Thanks for NOTHING, Uruguay

Uruguay Seeking to Barter Rice for Oil with Iran

TEHRAN (FNA)- Uruguayan Agriculture Minister TabarĂ© Agerre announced his country’s readiness to supply rice to Iran in exchange for oil.

“If Iran is willing to barter oil for rice we will do it and we will take out currency from (the operation),” said Agriculture Minister Tabare Aguerre.

Uruguay is a key exporter of rice in Latin America and the seventh largest supplier in the world.

Before the US sanctions against Iran were put in place Iran was the largest consumer of rice from Uruguay. The United States has warned that it could slap sanctions on countries that buy crude from Iran.

Uruguay’s enthusiasm and readiness for new forms of oil deals with Iran in defiance of the United States’ extraterritorial laws is more interesting when remembering that the country is viewed as a US ally in Latin America.

Uruguay exported 90,000 tons of rice to Iran in 2011.

Since taking office in 2005, President Ahmadinejad has expanded Iran’s cooperation with many Latin American states, including Venezuela, Bolivia, Cuba, Ecuador and Brazil.

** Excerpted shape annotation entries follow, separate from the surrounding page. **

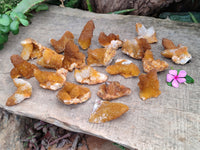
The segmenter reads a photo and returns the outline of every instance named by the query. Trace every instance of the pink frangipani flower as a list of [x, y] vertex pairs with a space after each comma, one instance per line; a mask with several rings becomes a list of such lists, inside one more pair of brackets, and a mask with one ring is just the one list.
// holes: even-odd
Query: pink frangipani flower
[[172, 82], [172, 86], [175, 88], [179, 87], [179, 83], [186, 82], [187, 73], [185, 70], [180, 70], [179, 73], [177, 70], [169, 70], [167, 74], [167, 82]]

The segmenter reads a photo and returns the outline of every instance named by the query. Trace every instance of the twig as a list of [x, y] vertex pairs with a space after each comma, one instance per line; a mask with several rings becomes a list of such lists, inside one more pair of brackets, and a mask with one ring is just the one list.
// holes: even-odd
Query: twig
[[58, 141], [62, 140], [62, 139], [65, 139], [65, 138], [68, 138], [71, 136], [71, 133], [67, 133], [65, 134], [64, 136], [60, 137], [60, 138], [57, 138], [56, 140], [52, 141], [51, 143], [49, 143], [49, 146], [51, 145], [54, 145], [56, 144]]
[[75, 138], [75, 140], [74, 140], [74, 142], [73, 142], [73, 144], [72, 144], [72, 147], [71, 147], [69, 150], [76, 150], [79, 139], [80, 139], [80, 135], [77, 134], [77, 135], [76, 135], [76, 138]]

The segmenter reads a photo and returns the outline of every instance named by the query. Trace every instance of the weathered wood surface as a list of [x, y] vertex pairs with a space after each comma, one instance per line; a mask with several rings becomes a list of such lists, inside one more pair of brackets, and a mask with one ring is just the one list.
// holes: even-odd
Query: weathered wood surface
[[[87, 86], [92, 90], [89, 101], [79, 105], [65, 106], [56, 99], [57, 91], [49, 91], [39, 87], [38, 82], [31, 78], [28, 81], [33, 86], [32, 97], [23, 103], [6, 107], [7, 98], [16, 90], [9, 72], [13, 65], [10, 56], [20, 54], [20, 41], [33, 38], [42, 45], [50, 47], [51, 38], [59, 39], [69, 30], [75, 35], [76, 43], [85, 23], [93, 19], [95, 23], [94, 37], [91, 48], [98, 48], [98, 35], [105, 33], [119, 34], [121, 39], [136, 37], [135, 23], [146, 26], [153, 25], [157, 31], [159, 42], [152, 45], [156, 59], [167, 61], [170, 67], [184, 69], [195, 79], [193, 85], [181, 85], [175, 89], [167, 86], [165, 76], [167, 71], [159, 73], [160, 90], [158, 98], [142, 101], [139, 98], [138, 78], [125, 79], [121, 76], [109, 76], [110, 81], [118, 80], [132, 89], [130, 96], [115, 100], [129, 106], [129, 111], [121, 118], [104, 123], [88, 122], [96, 99], [99, 85]], [[182, 43], [189, 47], [193, 56], [190, 63], [175, 65], [169, 59], [163, 58], [160, 51], [162, 38], [169, 38], [175, 44]], [[28, 27], [21, 27], [16, 36], [10, 35], [5, 48], [0, 51], [0, 107], [31, 118], [37, 118], [55, 124], [68, 130], [83, 132], [101, 138], [109, 139], [129, 148], [137, 149], [199, 149], [200, 147], [200, 26], [182, 24], [168, 20], [158, 20], [138, 16], [102, 15], [84, 12], [70, 8], [50, 7], [49, 11], [41, 12], [32, 19]], [[86, 53], [86, 51], [84, 51]], [[117, 58], [129, 58], [117, 51]], [[142, 71], [141, 61], [131, 59]], [[35, 62], [35, 61], [32, 61]], [[104, 67], [96, 67], [105, 72]], [[76, 82], [73, 73], [67, 75], [67, 80]]]

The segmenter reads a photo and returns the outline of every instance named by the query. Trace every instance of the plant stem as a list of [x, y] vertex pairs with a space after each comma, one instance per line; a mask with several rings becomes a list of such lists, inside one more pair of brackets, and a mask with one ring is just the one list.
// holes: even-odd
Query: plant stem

The strong and rapidly growing ties between Iran and Latin America have raised eyebrows in the US and its western allies since Tehran and Latin nations have forged an alliance against the imperialist and colonialist powers and are striving hard to reinvigorate their relations with the other independent countries which pursue a line of policy independent from the US.

In January, Iranian President Mahmoud Ahmadinejad went on a four-leg tour of Latin America, where he expressed his pleasure in seeing the common positions of Iran and Latin American states on different international issues.

Addressing a press conference upon his arrival from the tour, Ahmadinejad stated that the Islamic Republic is on the same front with most Latin American countries in the campaign against hegemony and injustice.

He lauded the close ties between the two sides, and noted, “Iran’s relations with Latin America are very good, expansive, and strategic, and the country’s interactions and transactions with all the countries of this region are increasing and deepening.”

The tour of Latin America took the Iranian president to Venezuela, Nicaragua, Cuba and Ecuador, where all the countries’ leaders reiterated their support for Iran’s right to access peaceful nuclear technology and defended Tehran against the threats and pressures exerted by the US-led West.

Iran has done a raft of deals in Latin America nations ranging from housing construction agreements with Venezuela to financing for Cuba’s purchases of Iranian-made train cars.